Фома смерил равнодушным взглядом плечистую фигуру уголовника и промолчал. Шмак недоуменно покосился на Ворчуна, на Крючка, и улыбка медленно сползла с его лица. Он хорошо знал Фому, знал, что угадать его настроение сложно. А сесть без разрешения или просто пройти дальше в помещение — запросто можно нарваться на неприятности. Хороший был человек Фома, но со странностями. Хороший, если не злить его.
— Ну,
Шмак терпеливо ждал, пока Фома натянет свою зэковскую черную куртку и усядется на табурет посреди бытовки.
— Ну, здравствуй, Шмак, — наконец сказал старый вор, грустно глядя собеседнику в лицо. — Как же ты загремел-то сюда, голубчик? На чем погорел?
— Да фигня, Фома! — оживился Шмак. — По пьяни накосячил. Говорят, порвал кого-то малеха.
— Повезло тебе, — закивал Фома, — прямо ко мне и попал, в эту же зону. Бывает же такое!
— Ниче не бывает, — заверил Шмак, — это Магомед постарался. Он бабки кому надо сунул, вот меня сюда и направили. Все, говорит, Фоме веселее будет. Ты, говорит, как при нем тут был, так и там рядом побудешь.
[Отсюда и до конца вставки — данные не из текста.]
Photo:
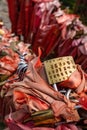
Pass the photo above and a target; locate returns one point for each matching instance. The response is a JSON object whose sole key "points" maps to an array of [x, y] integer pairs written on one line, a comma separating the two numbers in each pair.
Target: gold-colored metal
{"points": [[59, 69]]}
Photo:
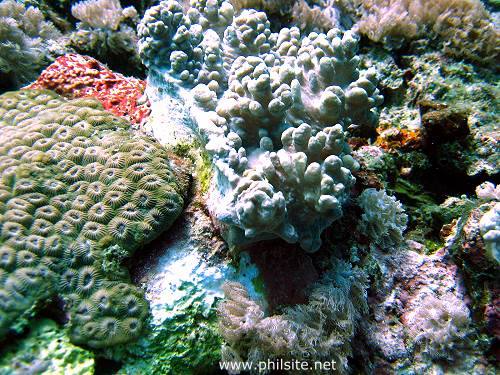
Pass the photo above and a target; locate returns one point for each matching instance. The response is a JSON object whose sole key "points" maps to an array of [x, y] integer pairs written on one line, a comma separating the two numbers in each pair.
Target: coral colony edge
{"points": [[195, 187]]}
— А что же Магомед тебя совсем не отмазал? — искренне удивился Фома. — Денег пожалел? Или ты ему дорожку перешел?
— Так ведь… — Шмак напоролся на подозрительный взгляд вора и осекся. — Он и так скостил мне статью, я ж по бакланке пошел. А так бы лет восемь тянуть. Этот, кого я… он сынок там чей-то оказался. Ну и… это Магомед меня вроде как наказал… чтобы я кулаками не махал…
— Ладно, ладно! — Фома кивнул на табурет. — Ты садись, чего торчком стоишь. Ну, рассказывай, как вы там без меня дела в порядке содержите.
Шмак вытер лоб кепкой, которую до этого мял в руках, и сел. Испарина на его лбу не осталась незамеченной Фомой. Рассказ Шмака был сбивчивый, торопливый. Он старательно несколько раз говорил, что Магомед строго велел ему быть при Фоме, во всем ему помогать, беречь и, вообще, быть правой рукой. Старый вор эти заверения пропускал мимо ушей и больше интересовался делами Магомеда да своей семьей.
Если верить Шмаку, то жена Фомы, сорокалетняя красивая женщина, бывшая танцовщица, ни в чем не нуждалась. Раз в год Магомед отправлял ее отдыхать на юг, не скупился. Дочь Фомы Анна, которая жила с мужем в Швеции, тоже была в порядке. Фома кивал с мягкой улыбкой, хотя знал, что у дочери есть проблемы. Муженек ее, еще тот делец, давно имел шведское гражданство, но только за последний год дважды побывал в полиции. И каждый раз за махинации его штрафовали на такие суммы, что жизнь его самого и его жены назвать безмятежной было никак нельзя. Да и сама Анна пристрастилась в последнее время к алкоголю.
Врал Шмак, врал самозабвенно, а почему? Щадил старика? Может, и так, но только Фома придерживался принципа: если человек врет в чем-то одном, то веры ему и в остальном быть не может.
— Ну, спасибо тебе, Шмак, успокоил ты старика, — грустно сказал Фома, склонил голову и изобразил пальцем смахивание навернувшейся старческой слезинки. — Иди, дружок, отдыхай. Нечего режим без толку нарушать. Мы с администрацией в ладу живем. Иди. А завтра тебя поставят на пилораму. Там ребятки хорошие работают, веселые. Скучать не будешь, и срок быстрее пройдет.